Auch die Niederländer sind der Meinung, dass ein Organ aus mehr als einem Gewebe bestehen, eine definierte Form und Struktur aufweisen und eine bestimmte Funktion erfüllen muss. Sie sind aber der Meinung, dass ihre Tubariusdrüsen diese Kriterien erfüllen. Immerhin wurden in den histologischen Studien typische Bestandteile von Drüsen gefunden, wie etwa Ausführgänge sowie Acini, beerenförmige, sekretorische Endstücke, die der Abscheidung des Sekretes dienen. Zwar seien die Drüsen nicht eingekapselt, doch auch bei anderen Speicheldrüsen gäbe es nicht-eingekapselte Bereiche.

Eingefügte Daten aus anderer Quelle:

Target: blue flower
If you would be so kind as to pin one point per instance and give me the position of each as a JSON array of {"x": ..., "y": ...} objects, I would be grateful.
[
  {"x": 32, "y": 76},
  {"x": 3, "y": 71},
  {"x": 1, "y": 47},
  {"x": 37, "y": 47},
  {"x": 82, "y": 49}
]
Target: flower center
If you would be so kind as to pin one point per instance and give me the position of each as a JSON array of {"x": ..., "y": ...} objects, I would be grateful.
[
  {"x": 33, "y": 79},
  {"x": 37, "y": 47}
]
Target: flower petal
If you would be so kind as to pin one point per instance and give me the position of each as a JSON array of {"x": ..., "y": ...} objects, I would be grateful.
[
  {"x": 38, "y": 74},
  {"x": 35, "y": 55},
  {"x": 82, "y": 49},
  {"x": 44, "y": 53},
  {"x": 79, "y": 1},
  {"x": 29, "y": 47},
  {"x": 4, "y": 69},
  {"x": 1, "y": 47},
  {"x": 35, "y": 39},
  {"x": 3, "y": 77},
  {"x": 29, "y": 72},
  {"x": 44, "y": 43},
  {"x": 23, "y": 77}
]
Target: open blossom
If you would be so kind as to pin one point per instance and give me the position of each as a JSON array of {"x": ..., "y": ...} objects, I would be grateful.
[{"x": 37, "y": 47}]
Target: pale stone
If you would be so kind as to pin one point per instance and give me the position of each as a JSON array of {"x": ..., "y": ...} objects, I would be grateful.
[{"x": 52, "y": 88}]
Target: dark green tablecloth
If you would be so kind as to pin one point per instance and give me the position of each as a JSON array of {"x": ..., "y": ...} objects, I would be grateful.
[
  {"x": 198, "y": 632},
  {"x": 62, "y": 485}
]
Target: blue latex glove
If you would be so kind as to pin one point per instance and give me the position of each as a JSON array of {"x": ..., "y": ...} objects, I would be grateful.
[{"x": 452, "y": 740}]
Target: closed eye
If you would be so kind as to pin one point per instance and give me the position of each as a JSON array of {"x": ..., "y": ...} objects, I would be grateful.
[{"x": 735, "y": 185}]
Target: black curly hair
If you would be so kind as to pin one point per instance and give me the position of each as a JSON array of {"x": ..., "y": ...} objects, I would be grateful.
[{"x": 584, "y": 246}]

Eine Auswertung von Daten, die an Patienten mit Tumoren im Hals-Kopf-Bereich erhoben worden waren, ergab, dass die Patienten nach einer Bestrahlung auffällig oft unter Mundtrockenheit und Schluckbeschwerden litten – ein Zeichen für eine Beeinträchtigung von Speicheldrüsen und für die Amsterdamer ein Beweis für eine funktionelle Bedeutung der von ihnen entdeckten Struktur. Die deutschen Anatomen kontern in ihrer Gegendarstellung, dass das histologische Bild dem „der bekannten kleinen Speicheldrüsen entsprechend der bestehenden anatomischen und pathologischen Erfahrung“ entspräche.
Ein Kompromiss
Das bedeutet aber nicht, dass sie die Studie für überflüssig halten. So waren die kleinen Speicheldrüsen bisher nicht mit konventioneller Bildgebung nachweisbar. Da es bei Bestrahlungen aber darauf ankäme, auch diese kleinen Drüsen zu schonen – wie die Daten der Tumorpatienten eindrucksvoll bestätigen – wäre es ein wertvoller Fortschritt, dass sich die kleinen Speicheldrüsen nun mittels PET eindeutig abbilden lassen. Vielleicht ist das ein Kompromiss, mit dem sich auch die Niederländer zufrieden geben, denn immerhin sind sie Strahlenmediziner, die die Behandlung von Krebspatienten verbessern möchten, und keine Anatomen.